Étant dans l’impossibilité d’organiser des consultations publiques et d’autoriser les processus référendaires en urbanisme, c’est vers les outils numériques que se tourne la Ville de Gatineau pour permettre aux citoyens de conserver leur droit à s’opposer à divers projets de développement. 

« On va d’abord suspendre tous les dossiers qui sont jugés non prioritaires, explique le président du conseil, Daniel Champagne. Ceux qui auront toutefois été identifiés comme prioritaires par les 2/3 du conseil continueront à cheminer dans le nouveau processus. »

Ainsi, dès le dépôt du « premier projet de règlement » d’un projet, la Ville mettra en ligne les informations pertinentes qui y sont liées et les citoyens auront 15 jours pour déposer une communication écrite au service du greffe. Cette étape correspond essentiellement à la portion consultation publique du processus habituel. Après le dépôt du deuxième projet de règlement, les citoyens de la zone concernée par le projet pourront, par courriel, s’opposer au projet.
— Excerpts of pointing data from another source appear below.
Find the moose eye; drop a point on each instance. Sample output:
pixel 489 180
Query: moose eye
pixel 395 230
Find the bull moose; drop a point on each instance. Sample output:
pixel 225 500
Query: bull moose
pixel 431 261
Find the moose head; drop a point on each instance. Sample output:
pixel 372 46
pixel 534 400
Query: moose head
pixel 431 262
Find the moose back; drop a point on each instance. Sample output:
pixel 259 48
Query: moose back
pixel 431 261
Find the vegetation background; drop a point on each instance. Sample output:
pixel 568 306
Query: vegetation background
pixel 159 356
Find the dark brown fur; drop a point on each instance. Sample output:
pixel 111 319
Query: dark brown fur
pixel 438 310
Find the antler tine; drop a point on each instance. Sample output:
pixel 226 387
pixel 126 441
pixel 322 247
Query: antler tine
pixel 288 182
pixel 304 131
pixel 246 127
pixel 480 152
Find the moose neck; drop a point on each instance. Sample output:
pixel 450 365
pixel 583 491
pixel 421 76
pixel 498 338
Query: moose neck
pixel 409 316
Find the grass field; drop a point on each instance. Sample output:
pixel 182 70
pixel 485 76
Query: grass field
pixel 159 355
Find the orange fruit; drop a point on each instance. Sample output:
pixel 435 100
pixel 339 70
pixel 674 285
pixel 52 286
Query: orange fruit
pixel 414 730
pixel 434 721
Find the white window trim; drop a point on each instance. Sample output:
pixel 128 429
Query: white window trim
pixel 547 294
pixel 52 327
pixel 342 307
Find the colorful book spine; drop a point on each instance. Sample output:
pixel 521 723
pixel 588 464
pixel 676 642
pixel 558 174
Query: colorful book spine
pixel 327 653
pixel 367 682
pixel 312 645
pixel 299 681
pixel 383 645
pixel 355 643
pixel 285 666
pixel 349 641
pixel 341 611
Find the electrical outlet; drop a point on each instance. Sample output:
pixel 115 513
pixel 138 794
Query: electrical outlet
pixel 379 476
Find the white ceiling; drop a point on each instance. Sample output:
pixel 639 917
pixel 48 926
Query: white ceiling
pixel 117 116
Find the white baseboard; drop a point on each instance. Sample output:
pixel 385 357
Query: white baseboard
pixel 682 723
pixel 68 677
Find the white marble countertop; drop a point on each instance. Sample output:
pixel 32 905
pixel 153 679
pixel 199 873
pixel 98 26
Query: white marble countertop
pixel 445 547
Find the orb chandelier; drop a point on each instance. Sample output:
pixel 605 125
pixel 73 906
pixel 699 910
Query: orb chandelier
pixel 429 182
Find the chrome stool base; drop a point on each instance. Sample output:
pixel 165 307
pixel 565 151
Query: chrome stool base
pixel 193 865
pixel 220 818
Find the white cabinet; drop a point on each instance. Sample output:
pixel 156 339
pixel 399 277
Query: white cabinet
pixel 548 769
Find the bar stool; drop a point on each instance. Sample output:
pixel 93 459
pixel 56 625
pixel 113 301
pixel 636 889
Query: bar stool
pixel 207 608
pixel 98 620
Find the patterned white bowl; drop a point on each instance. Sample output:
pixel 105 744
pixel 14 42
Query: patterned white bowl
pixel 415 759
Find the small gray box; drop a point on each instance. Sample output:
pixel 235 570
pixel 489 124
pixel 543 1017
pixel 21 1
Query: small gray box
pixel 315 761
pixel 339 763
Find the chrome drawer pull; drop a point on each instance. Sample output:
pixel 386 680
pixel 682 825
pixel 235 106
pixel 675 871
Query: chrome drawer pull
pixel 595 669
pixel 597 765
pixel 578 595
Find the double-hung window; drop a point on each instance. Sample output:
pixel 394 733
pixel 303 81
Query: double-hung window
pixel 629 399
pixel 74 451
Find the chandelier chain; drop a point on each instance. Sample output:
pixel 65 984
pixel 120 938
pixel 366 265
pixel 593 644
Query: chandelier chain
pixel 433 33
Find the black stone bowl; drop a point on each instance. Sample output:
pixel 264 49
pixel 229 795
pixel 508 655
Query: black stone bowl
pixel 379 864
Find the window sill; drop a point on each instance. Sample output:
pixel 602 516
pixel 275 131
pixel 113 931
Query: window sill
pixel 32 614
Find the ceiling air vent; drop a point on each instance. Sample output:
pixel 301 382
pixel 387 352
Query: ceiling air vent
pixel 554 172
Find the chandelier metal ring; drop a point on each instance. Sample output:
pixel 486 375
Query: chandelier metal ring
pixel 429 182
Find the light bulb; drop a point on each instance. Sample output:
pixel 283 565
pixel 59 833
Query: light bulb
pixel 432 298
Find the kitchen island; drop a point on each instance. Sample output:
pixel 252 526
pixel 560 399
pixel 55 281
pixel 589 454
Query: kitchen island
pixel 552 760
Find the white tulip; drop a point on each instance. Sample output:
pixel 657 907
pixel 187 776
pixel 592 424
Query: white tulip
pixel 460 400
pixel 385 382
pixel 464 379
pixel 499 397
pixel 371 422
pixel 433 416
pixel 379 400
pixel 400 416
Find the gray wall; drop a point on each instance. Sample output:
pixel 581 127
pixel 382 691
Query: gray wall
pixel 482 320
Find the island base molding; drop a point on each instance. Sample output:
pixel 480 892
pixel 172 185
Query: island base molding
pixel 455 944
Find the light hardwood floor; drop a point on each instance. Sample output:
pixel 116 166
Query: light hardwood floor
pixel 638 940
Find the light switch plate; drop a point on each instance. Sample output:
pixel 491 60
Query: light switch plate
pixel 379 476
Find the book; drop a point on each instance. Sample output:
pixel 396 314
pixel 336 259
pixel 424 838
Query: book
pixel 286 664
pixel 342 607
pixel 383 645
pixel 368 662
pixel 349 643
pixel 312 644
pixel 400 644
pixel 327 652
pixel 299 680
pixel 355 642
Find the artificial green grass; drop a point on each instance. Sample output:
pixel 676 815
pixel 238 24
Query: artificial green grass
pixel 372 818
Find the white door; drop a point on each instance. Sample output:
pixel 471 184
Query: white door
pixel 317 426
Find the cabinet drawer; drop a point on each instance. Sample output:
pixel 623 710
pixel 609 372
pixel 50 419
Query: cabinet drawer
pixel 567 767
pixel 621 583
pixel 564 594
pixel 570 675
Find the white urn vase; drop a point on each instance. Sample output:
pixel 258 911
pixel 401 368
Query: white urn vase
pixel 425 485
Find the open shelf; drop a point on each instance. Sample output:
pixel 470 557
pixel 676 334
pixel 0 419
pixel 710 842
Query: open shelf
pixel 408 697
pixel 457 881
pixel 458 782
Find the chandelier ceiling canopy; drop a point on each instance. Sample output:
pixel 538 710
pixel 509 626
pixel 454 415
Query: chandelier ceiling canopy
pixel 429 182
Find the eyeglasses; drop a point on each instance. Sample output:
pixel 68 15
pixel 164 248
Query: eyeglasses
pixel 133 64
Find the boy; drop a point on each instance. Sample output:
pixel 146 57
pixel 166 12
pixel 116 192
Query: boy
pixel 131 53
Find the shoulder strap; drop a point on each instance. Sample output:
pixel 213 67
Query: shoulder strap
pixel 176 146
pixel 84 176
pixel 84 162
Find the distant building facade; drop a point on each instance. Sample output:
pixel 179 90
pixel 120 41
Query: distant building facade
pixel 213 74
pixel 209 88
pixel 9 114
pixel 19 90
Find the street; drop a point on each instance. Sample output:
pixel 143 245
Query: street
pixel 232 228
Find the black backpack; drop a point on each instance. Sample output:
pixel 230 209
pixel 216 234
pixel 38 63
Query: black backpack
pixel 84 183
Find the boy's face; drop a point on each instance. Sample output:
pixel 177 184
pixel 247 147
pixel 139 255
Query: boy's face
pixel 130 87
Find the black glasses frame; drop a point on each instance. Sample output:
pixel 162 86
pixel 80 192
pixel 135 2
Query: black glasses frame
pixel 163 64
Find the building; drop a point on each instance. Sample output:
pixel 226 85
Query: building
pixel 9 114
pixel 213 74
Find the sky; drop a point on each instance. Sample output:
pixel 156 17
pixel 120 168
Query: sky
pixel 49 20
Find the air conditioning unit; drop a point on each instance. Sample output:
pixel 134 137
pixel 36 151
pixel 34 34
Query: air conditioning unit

Cette deuxième étape correspond à la pétition qui précède habituellement l’ouverture officielle d’un registre. 

« S’il y a assez de gens qui s’opposent dans la zone concernée, assez pour forcer habituellement l’ouverture d’un registre, le dossier sera automatiquement suspendu, explique M. Champagne. Il sera mis de côté et sera repris normalement quand la pandémie sera passée et que nos processus habituels auront été réintégrés. »

M. Champagne soutient qu’il sera de la responsabilité du service des communications et de la direction générale de s’assurer que les bonnes communications soient faites auprès de la population pour que les gens, presque tous confinés chez eux, soient bien conscients des nouveaux mécanismes en place. Les élus seront aussi invités à intervenir sur les réseaux sociaux pour diffuser l’information.